La Biblia nos invita a estar «quietos» (Sal. 46: 10). Jesús nos dice: «Venid a mí todos los que estáis trabajados y cargados, y yo os haré descansar» (Mat. 11: 28). Los evangelios describen cómo Jesús buscaba los lugares tranquilos para pasar tiempo con Dios: «Levantándose muy de mañana, siendo aún muy oscuro, salió y se fue a un lugar desierto, y allí oraba» (Mar. 1: 35).
Podemos llegar a obtener una comprensión más profunda de Dios cuando nos atrevemos a superar lo que a menudo llamamos aburrimiento. Estar en silencio delante de nuestro Creador le permite renovar nuestro valor, despertar nuestra creatividad y hacernos llegar a un entendimiento más profundo de su voluntad.
Desear el silencio es una invitación a la meditación, a llenar nuestras mentes con la Palabra de Dios. La meditación emplea las mismas técnicas que la preocupación, cuando observamos un problema desde todos los ángulos, pero se enfoca en la Palabra de Dios. Fija en tu mente la joya de la Biblia. Este entendimiento de la meditación nos impide vagar más allá de la raya, mezclando prácticas espirituales occidentales y de la Nueva Era con la espiritualidad bíblica, o buscando experiencias espirituales basadas únicamente en sentimientos y emociones. Esto deja de lado las oraciones mantra y otras prácticas similares, para reemplazarlas con la verdad de la Palabra de Dios. En vez de perseguir cosas vacías, el cristiano busca una conexión con Dios y la plenitud mental. Nuestra vida devocional puede llegar a consistir solo en presentar nuestras peticiones.
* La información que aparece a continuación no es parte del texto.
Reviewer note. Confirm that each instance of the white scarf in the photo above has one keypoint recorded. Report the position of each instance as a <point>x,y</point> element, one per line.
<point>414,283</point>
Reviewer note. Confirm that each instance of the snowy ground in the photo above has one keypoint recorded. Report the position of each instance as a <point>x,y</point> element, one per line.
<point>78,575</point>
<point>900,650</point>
Dios recibe nuestras peticiones, pero nuestro tiempo con él no puede consistir solo en eso. Hay un tiempo para callar y un tiempo para hablar (Ecl. 3: 7). El silencio es una oportunidad para tomar conciencia de la grandeza de Dios y de su gran amor por nosotros. La reverencia y el respeto sagrado se dan cuando comprendemos que estamos en la presencia de Dios y permitimos que «¡calle delante de él toda la tierra!» (Hab. 2: 20).